LECLAIR, Jean-Marie
Musicista, nato a Lione il 10 maggio 1697, morto a Parigi il 23 ottobre 1764. Il L. studiò assai per tempo il violino e la danza (era tradizione in Francia che i violinisti dovessero anche essere maestri di danza). Nel 1722 egli è a Torino come maestro di ballo e primo ballerino al Teatro dell'opera. L'anno dopo egli pubblica a Parigi il suo primo libro di Sonate. Dal '26 al '28 lavora a Torino a intermezzi per la Semiramide di Orlandini e studia il canto con il violinista G. B. Somis. Di ritorno a Parigi nel 1728 esordisce ai Concerti spirituali ottenendo grande plauso e nello stesso anno pubblica il suo secondo libro di Sonate, molto superiore al primo. Nel '30 seguono sonate a due violini (senza basso) e alcuni trii. Sposava in quell'anno Louise Roussel, buona musicista, che ebbe cura da allora in poi di incidere ella stessa su rame tutte le opere di lui. La grande reputazione di virtuoso che i suoi successi ai Concerti spirituali gli avevano procacciato, determinò la sua ammissione (1733) nell'orchestra reale, nella quale egli non restò che due anni, scontento dell'opposizione fattagli dal suo rivale G. P. Ghignone. Dopo alcuni viaggi lo troviamo alla corte della principessa D'Orange a Leuwarden (1738), poi violino solista ai concerti privati del Du Liz a L'Aia dov'egli incontra P. Locatelli (1740) e finalmente a Chambéry (1743) alla corte di D. Filippo infante di Spagna: A Parigi ritorna nel gennaio 1745, e vi fa rappresentare, l'anno dopo, Scilla e Glauco, cui tennero dietro diversi libri di Sonate. Morì assassinato, in circostanze assai misteriose.

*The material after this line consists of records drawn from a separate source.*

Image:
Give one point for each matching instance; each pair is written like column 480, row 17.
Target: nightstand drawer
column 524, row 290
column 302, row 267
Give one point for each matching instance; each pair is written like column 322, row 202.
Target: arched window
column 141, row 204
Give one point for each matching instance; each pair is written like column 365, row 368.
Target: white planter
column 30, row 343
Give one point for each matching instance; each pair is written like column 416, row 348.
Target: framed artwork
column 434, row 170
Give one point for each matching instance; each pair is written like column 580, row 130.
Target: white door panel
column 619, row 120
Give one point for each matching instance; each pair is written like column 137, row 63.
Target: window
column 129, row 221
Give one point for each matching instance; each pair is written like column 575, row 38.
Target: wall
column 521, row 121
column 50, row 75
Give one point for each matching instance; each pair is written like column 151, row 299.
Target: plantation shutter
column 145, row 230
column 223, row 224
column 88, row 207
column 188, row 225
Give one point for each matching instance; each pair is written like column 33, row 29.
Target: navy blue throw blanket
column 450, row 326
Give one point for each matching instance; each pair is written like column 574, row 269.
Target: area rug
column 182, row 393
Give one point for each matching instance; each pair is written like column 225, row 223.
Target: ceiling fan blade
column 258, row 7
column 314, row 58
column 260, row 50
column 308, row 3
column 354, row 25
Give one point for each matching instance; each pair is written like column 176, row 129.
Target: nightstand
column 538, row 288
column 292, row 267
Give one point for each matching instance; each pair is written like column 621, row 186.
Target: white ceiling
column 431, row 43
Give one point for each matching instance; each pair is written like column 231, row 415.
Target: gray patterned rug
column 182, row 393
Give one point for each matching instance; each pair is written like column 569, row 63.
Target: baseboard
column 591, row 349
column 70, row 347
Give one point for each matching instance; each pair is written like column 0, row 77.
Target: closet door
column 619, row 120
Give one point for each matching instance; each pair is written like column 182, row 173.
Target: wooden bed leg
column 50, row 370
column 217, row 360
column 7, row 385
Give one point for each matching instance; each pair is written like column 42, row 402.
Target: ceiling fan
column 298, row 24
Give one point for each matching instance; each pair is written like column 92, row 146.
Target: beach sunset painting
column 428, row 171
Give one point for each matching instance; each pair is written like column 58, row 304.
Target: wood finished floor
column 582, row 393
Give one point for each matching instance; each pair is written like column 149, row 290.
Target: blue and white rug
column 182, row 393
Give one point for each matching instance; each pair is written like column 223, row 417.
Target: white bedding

Il L. può essere considerato come il capo della scuola violinistica francese: seppe giovarsi delle notevoli innovazioni tecniche della scuola italiana senza per questo ledere il carattere proprio dell'arte francese. La sua produzione, assai copiosa, comprende due raccolte di concerti, quattro libri di sonate per violino e basso, due libri di sonate per due violini, cinque libri di trii. Al teatro non diede che l'opera, già citata, Scilla e Glauco.
In queste musiche si notano caratteri di nobiltà e di grazia, ricchezza e vigoria d'invenzione melodica, spesso spinta al patetico; la scrittura armonistica, meno ricercata di quella di un Duval, è però elegante e sempre espressiva.
Bibl.: L. de La Laurencie, L'École franç. de Violon, Parigi 1922.